Oil field service sector picking up
CALGARY, Alberta (Reuters) - After two bleak years, shares of Canada's oil field service firms are rising again as buoyant natural gas prices get rigs back into the field.
Precision Drilling Trust, Ensign Energy Services Inc, Savanna Energy Services Corp, and their peers are now trading well above their early winter lows, backed by a new enthusiasm for natural gas as futures prices rise to two-year highs on cold winter temperatures and big drops in storage inventories.
"Natural gas prices on (the New York Mercantile Exchange) are now, on average, $10, the highest we've seen in a long time," said Kevin Lo, an analyst with FirstEnergy Capital. "Everything is shaping up for a pretty decent 2008."
Ensign was at C$16.87, racking up a 41-percent gain in less than three months.
"March has been a bit cruel, but that said, these stocks are up 20, 30 percent since bottoming in January," said John Tasdemir, an analyst at Tristone Capital. "The drillers are seeing some light at the end of the tunnel."
Drilling stocks are, by almost any measure, a bet on natural gas prices. Most of Western Canada's gas wells are quick to deplete and producers must keep drilling to find new reserves to replace tired wells. If gas prices are low, the industry steers clear, cutting back on drilling until prices justify the expense. That's been the case for more than a year, with drillers often fielding less than half their available fleet.

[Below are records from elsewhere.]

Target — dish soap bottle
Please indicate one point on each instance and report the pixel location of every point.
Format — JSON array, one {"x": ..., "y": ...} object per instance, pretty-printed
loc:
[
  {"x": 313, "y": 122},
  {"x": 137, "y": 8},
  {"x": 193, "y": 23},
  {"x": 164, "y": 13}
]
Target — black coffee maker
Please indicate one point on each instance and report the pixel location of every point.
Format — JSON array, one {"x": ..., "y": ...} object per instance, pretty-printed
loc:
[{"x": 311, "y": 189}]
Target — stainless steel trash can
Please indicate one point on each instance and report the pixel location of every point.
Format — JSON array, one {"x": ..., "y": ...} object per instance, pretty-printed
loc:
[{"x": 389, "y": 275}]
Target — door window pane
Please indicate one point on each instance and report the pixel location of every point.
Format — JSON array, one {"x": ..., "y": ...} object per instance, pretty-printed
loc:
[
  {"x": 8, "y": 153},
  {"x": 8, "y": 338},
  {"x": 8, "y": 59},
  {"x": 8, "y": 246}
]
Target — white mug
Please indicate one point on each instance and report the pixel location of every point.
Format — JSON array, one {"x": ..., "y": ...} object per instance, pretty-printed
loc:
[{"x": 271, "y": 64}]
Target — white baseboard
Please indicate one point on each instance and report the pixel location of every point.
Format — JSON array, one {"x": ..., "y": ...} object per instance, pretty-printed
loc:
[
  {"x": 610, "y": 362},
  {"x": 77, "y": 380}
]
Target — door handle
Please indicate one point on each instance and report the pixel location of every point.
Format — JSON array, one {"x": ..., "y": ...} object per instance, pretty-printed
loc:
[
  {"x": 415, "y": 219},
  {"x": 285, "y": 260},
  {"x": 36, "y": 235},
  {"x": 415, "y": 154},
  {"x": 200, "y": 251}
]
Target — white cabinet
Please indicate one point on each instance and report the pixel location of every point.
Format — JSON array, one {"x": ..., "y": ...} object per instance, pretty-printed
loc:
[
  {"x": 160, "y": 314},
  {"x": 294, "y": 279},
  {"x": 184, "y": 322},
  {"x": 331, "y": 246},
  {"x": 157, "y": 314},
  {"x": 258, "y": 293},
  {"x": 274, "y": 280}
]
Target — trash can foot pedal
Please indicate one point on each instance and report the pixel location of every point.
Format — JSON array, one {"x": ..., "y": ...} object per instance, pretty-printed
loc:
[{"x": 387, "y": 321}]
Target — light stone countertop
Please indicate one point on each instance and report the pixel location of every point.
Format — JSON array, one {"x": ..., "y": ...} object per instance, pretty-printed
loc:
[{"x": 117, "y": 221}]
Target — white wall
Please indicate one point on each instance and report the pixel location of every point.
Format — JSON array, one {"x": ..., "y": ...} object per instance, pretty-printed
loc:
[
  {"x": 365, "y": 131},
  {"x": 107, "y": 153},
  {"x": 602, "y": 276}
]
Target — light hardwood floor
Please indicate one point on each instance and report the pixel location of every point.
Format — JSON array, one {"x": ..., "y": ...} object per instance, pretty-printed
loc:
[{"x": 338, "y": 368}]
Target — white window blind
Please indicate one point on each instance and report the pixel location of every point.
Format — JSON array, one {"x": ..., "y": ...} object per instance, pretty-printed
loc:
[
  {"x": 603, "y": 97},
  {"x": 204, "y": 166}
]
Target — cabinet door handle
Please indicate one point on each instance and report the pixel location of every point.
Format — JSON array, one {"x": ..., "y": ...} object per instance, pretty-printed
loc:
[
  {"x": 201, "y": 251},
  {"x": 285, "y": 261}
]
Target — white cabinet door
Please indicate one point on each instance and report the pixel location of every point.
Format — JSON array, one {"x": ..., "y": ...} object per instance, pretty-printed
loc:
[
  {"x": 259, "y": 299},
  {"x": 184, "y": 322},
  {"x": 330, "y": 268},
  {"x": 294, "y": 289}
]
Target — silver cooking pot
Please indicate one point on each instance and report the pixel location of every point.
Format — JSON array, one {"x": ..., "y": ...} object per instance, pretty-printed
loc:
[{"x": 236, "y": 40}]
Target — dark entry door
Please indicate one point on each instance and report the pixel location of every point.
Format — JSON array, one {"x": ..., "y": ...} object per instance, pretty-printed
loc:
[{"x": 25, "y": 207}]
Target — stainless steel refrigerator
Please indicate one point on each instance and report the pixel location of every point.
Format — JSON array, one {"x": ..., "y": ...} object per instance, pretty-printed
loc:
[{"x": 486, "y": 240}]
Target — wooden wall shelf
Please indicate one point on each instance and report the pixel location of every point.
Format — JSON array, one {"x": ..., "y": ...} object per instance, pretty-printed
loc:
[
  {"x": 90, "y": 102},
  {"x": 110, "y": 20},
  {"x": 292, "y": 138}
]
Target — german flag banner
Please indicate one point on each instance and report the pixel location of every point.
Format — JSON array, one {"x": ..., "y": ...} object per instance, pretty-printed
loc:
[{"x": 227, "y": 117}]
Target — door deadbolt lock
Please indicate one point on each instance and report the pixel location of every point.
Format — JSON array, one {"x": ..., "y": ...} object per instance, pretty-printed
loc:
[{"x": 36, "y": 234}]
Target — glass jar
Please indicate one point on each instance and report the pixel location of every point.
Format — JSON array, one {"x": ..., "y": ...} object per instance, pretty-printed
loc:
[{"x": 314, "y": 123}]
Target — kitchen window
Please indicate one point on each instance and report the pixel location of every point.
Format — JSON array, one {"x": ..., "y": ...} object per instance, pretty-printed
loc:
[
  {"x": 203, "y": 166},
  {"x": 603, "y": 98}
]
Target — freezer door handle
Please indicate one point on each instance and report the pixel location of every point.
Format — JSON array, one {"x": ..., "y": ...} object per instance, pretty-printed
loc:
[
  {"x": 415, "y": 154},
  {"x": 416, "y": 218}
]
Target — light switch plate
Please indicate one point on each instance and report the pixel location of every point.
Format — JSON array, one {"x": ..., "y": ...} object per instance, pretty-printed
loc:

But this winter the tide changed. After two years of mild temperatures that boosted gas inventories to record levels, this year has been colder and storage levels have dropped, pushing prices higher. As well, Canadian production has sagged by almost one billion cubic feet a day.
Come the summer, gas could be in tight supply, especially if the weather is hot and power demand for the fuel rises while storage needs to be refilled.The falling supply and potential rise in demand could be a formula for higher prices.